Self/less
di Tarsem Singh
con Ryan Reynolds, Ben Kingsley
Usa, 2015
genere, fantascienza, thriller, azione
durata, 117'
di Tarsem Singh
con Ryan Reynolds, Ben Kingsley
Usa, 2015
genere, fantascienza, thriller, azione
durata, 117'
Ogni regista ha il suo peccato originale. Quello di Tarsem
Singh è sempre stato quello di non considerare la realtà per quello che è,
travalicandola con visioni tanto belle quanto inconsistenti sotto il profilo
della resa commerciale. Prova ne siano gli incassi deludenti dei lungometraggi
che sono seguiti a The Cell, il film che
gli aveva permesso di inserirsi nel novero degli artisti più ricercati del
sistema hollywoodiano.

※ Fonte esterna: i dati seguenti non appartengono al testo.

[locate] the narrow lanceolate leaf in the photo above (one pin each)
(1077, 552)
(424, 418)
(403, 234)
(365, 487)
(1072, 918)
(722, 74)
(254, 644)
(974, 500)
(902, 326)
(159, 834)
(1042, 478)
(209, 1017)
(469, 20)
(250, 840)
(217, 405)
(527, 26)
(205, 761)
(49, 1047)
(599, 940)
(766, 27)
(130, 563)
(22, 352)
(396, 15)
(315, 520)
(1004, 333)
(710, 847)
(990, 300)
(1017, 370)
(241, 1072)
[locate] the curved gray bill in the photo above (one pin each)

Con queste premesse un film come Self/less è il meglio che possa capitare a un regista in cerca di credibilità;
perchè al di là dell'escursione nel fantastico, rappresentata dall'ipotesi che
il film mette in circolo, e cioè la possibilità di sopravvivere alla corruzione
del proprio corpo, sostituendolo con un altro giovane e forte,
Self/less tiene i piedi ben piantati a terra,
obbligando Singh a fare a meno delle suwe spinte più visionarie - qui
utilizzate solo a sprazzi e per rappresentare i disturbi della memoria di cui ad un certo punto inizia a
soffrire Damien, il protagonista della storia - e a preoccuparsi di tenere alta
la tensione di una trama che alterna momenti di puro thriller, conseguenti al tentativo di Damien, di opporsi al
giro di vite provocato dalla scoperta dagli illeciti commessi dallo scienziato
che lo ha appena salvato e che ora lo vuole morto; ad altri, più intimi e
drammatici in cui, a prendere il sopravvento, sono il rimorso e il senso di
colpa di chi si rende conto di aver tradito la fiducia delle persone che gli
erano più vicine.
Privato del suo elemento naturale, e con la responsabilità
di far quadrate i conti, Singh retrocede al ruolo di onesto mestierante,
mettendo in fila le scene con diligenza ma senza il guizzo che ci si
aspetterebbe da un regista della sua levatura. Un risultato di cui lo
spettatore alla fine si accontenterebbe pure, se non fosse che la
sceneggiatura non sempre riesce a
rendere plausibili le scelte del protagonista, così come la conversione che da
uomo egoista e senza scrupoli lo trasforma in una specie di buon samaritano. Le
presenze di Ben Kingley e Ryan Reynolds, rispettivamente Damien prima e dopo la
cura, servono più che altro a tenere
alto il livello della confezione ma di fatto non ne cambiano la sostanza.